A review by alexchristie
Speak Gigantular by Irenosen Okojie

4.0

General Appeal: 1 Star
To someone craving surrealism and/or dark fantasy, this book lives up to expectations.

Use of Language: 1 Star
The author carves excellent images with her words. She makes it very easy for a reader to see what the characters are seeing and feel what they are feeling. "Merlene unveiled her favorite memory: teaching Grace to ride a yellow bike aged eight. It was tucked into her suitcase, folded carefully between clothes."

Theme/Integrity: 0 Stars
Many of the stories ramble on without quite finding a footing. At times it feels like the author is trying to be dark, or trying to be edgy, with ultimately no real purpose to it. Many metaphors don't quite land, and sometimes as a reader you're left feeling a sort of "well that was interesting but I'm not really sure I took anything away from it".

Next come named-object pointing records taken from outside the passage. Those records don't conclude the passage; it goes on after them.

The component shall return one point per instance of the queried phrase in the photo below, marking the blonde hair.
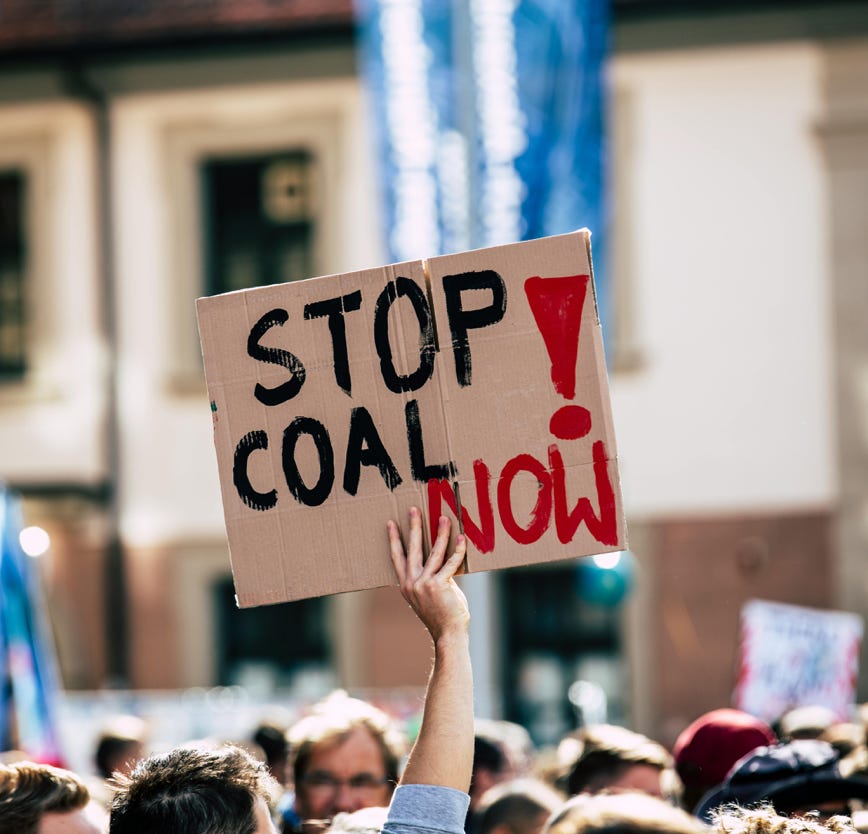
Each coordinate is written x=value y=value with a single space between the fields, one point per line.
x=763 y=819
x=622 y=813
x=332 y=720
x=29 y=790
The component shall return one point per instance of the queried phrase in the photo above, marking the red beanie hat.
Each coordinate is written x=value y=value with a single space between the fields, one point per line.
x=707 y=749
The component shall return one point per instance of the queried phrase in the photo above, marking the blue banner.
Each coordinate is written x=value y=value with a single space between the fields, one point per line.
x=28 y=671
x=490 y=118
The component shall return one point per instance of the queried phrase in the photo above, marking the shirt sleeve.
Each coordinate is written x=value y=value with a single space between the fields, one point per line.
x=428 y=809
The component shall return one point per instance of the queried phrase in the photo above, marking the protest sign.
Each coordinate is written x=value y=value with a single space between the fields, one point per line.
x=472 y=385
x=793 y=656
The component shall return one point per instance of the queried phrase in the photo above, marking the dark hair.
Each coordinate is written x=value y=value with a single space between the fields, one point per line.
x=488 y=755
x=606 y=752
x=191 y=791
x=28 y=790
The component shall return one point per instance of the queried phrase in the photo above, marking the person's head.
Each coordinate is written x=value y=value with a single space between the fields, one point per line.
x=40 y=799
x=345 y=756
x=491 y=765
x=192 y=790
x=364 y=821
x=623 y=813
x=520 y=806
x=799 y=776
x=612 y=758
x=706 y=749
x=271 y=737
x=120 y=744
x=763 y=819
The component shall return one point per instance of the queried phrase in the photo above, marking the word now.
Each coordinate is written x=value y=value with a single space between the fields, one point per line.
x=551 y=501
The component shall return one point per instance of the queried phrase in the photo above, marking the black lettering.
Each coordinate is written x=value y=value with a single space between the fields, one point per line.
x=315 y=495
x=461 y=320
x=334 y=309
x=420 y=470
x=396 y=382
x=252 y=498
x=365 y=448
x=274 y=356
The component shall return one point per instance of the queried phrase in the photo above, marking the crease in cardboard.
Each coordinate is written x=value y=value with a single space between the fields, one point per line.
x=440 y=372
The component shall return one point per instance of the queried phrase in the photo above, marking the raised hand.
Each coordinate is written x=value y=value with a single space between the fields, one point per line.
x=429 y=585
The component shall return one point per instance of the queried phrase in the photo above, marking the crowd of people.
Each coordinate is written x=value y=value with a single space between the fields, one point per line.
x=344 y=767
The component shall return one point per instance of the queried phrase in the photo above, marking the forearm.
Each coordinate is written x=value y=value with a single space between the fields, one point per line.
x=443 y=752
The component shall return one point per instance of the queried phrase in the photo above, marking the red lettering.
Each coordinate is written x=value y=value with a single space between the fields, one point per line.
x=605 y=528
x=540 y=516
x=480 y=535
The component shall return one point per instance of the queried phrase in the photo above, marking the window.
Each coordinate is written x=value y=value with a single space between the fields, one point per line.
x=285 y=645
x=259 y=220
x=13 y=266
x=562 y=653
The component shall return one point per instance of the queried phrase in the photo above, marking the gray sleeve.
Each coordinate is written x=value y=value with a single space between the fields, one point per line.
x=426 y=808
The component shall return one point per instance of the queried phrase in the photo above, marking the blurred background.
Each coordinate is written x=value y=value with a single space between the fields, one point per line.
x=152 y=152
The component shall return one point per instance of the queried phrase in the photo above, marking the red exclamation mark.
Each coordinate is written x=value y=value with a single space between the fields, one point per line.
x=556 y=304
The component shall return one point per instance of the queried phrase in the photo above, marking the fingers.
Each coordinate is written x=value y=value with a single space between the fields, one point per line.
x=396 y=551
x=414 y=549
x=438 y=550
x=453 y=564
x=409 y=564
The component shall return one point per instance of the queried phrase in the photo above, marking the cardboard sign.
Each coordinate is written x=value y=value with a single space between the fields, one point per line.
x=793 y=656
x=470 y=385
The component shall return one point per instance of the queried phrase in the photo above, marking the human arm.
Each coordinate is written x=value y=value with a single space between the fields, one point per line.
x=443 y=752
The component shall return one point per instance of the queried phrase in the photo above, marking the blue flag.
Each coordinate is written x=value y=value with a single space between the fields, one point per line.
x=490 y=121
x=28 y=669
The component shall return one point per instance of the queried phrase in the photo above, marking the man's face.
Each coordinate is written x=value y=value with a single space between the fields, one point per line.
x=69 y=822
x=345 y=776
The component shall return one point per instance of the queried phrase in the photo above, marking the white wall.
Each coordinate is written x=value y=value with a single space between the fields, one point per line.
x=723 y=213
x=170 y=487
x=51 y=423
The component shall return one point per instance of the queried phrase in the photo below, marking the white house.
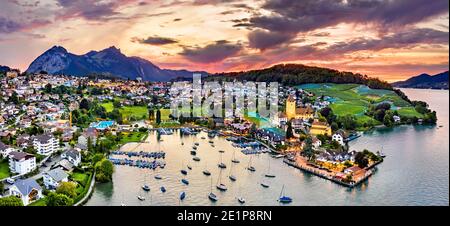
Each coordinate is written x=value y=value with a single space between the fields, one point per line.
x=53 y=177
x=73 y=156
x=340 y=137
x=45 y=144
x=5 y=149
x=316 y=143
x=28 y=190
x=21 y=162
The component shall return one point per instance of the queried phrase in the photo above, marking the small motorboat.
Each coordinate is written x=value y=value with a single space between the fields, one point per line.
x=146 y=188
x=222 y=165
x=212 y=197
x=206 y=172
x=182 y=195
x=222 y=187
x=185 y=181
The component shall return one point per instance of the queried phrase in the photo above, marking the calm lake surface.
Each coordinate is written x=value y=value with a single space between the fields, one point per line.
x=415 y=171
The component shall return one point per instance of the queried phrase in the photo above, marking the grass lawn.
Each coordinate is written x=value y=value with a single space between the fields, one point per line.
x=132 y=137
x=81 y=178
x=138 y=112
x=344 y=108
x=354 y=99
x=409 y=112
x=40 y=202
x=108 y=106
x=4 y=169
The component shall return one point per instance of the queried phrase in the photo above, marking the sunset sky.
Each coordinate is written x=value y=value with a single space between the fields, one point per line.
x=392 y=39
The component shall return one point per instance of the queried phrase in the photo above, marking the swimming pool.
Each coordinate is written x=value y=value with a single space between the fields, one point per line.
x=102 y=125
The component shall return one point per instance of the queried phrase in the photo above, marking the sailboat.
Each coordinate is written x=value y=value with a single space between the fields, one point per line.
x=283 y=198
x=206 y=171
x=221 y=164
x=240 y=199
x=145 y=187
x=220 y=185
x=231 y=176
x=250 y=167
x=211 y=195
x=268 y=174
x=234 y=159
x=182 y=195
x=183 y=171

Ability to Hold Interest: .5 Stars
Most of the stories share the same tone, which helps connect them all as part of a whole collection, but ultimately makes it difficult to hold my interest when it's depressing theme after depressing theme and no hope in sight. I began to just assume that something terrible or unfortunate was going to happen in every story. .5 stars because despite this I did read to the end.

Originality: .5 Stars
On the one hand, many of the stories have great twists that the reader won't see coming. On the other hand, many of the characters in her stories share names, character traits, and voices. This can become confusing when it jumps from one story about a girl named Grace to a story narrated by a different girl named Grace. This combined with the comment I made above about every story becoming predictably depressing is why I give originality a .5.